Repo containing all raw codes for reproducing results from "Boosting Data Analytics with Synthetic Volume Expansion" by X.Shen, Y. Liu and R. Shen.
This repo is undergoing structural changes for better readability, but most relevant codes for reproducing results can be accessed from:
- sentiment: Sentiment analysis with Syn-Slm.
- conditional: Tabular data regression with Syn-Slm.
- tab-ddpm/synpred: Syn-Boost for predictions on benchmark datasets and simulations.
- tab-ddpm/syninf: Syn-Test for inference on real datasets and simulations.
The training codes for the tabular diffusion model are mainly adapted from "TabDDPM: Modelling Tabular Data with Diffusion Models" (paper, code)
- Add Makefile for reproducing the results with a pipeline for each example
(Tested on Ubuntu 18.04, with 4 TITAN RTX GPUs and CUDA Version 10.2.)

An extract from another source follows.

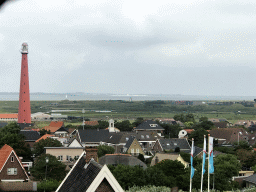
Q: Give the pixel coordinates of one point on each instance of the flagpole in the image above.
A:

Create conda environment and install dependencies using the following commands:
# export REPO_DIR=your/path/to/the/cloned/repo/syn
export REPO_DIR=~/Documents/syn/
conda env create -f environment.yml
conda activate syn
poetry install --no-root
Both training and testing results for fine-tuning GPT-3.5 can be found in gpt_result.csv. Note that we are using GPT-3.5 as a completion model, which is essentially a conditional generaotr, and is in alignment with the central idea of Syn-Slm.
For other approaches, the results can be obtained via:
cd sentiment/
# download the data
gdown 'https://drive.google.com/file/d/14ixyrPbne9IfD_NCaSkXd7rarasSMgFY/view?usp=drive_link' --fuzzy -O ./data/
gdown 'https://drive.google.com/file/d/15L-hkzSNBVMnC665YXnjO52DPWUS_izi/view?usp=drive_link' --fuzzy -O ./data/
# download the DistilBERT checkpoint
gdown 'https://drive.google.com/file/d/1G8MF5l4LxgOtfXCWiiXrczekfTVlGiMC/view?usp=drive_link' --fuzzy -O ./ckpt/
# # or train on four GPUs and save the checkpoint
# python imdb_distilbert.py --train
# load the saved checkpoint directly for evaluation DistilBERT
python imdb_distilbert.py --predict
# train and evaluate the performance of LSTM
python imdb_lstm.py
Compare with traditional approach (CatBoost) with different
cd conditional/
python ablation_sigma.py --sigma 0.1 --device "cuda:0"
cd tab-ddpm/
gdown 'https://drive.google.com/file/d/1j513rf5RGT4I-hnyu2aUic-s76nps8EO/view?usp=drive_link' --fuzzy
unzip data.zip
gdown 'https://drive.google.com/file/d/1SumvPWtcWbvWxtED9AzLORBGGCLz9H0a/view?usp=drive_link' --fuzzy
unzip exp.zip
rm -rf *.zip
Notebook prediction_pool_main.ipynb aggregates the results from Syn-Boost on eight benchmark tabular dataset.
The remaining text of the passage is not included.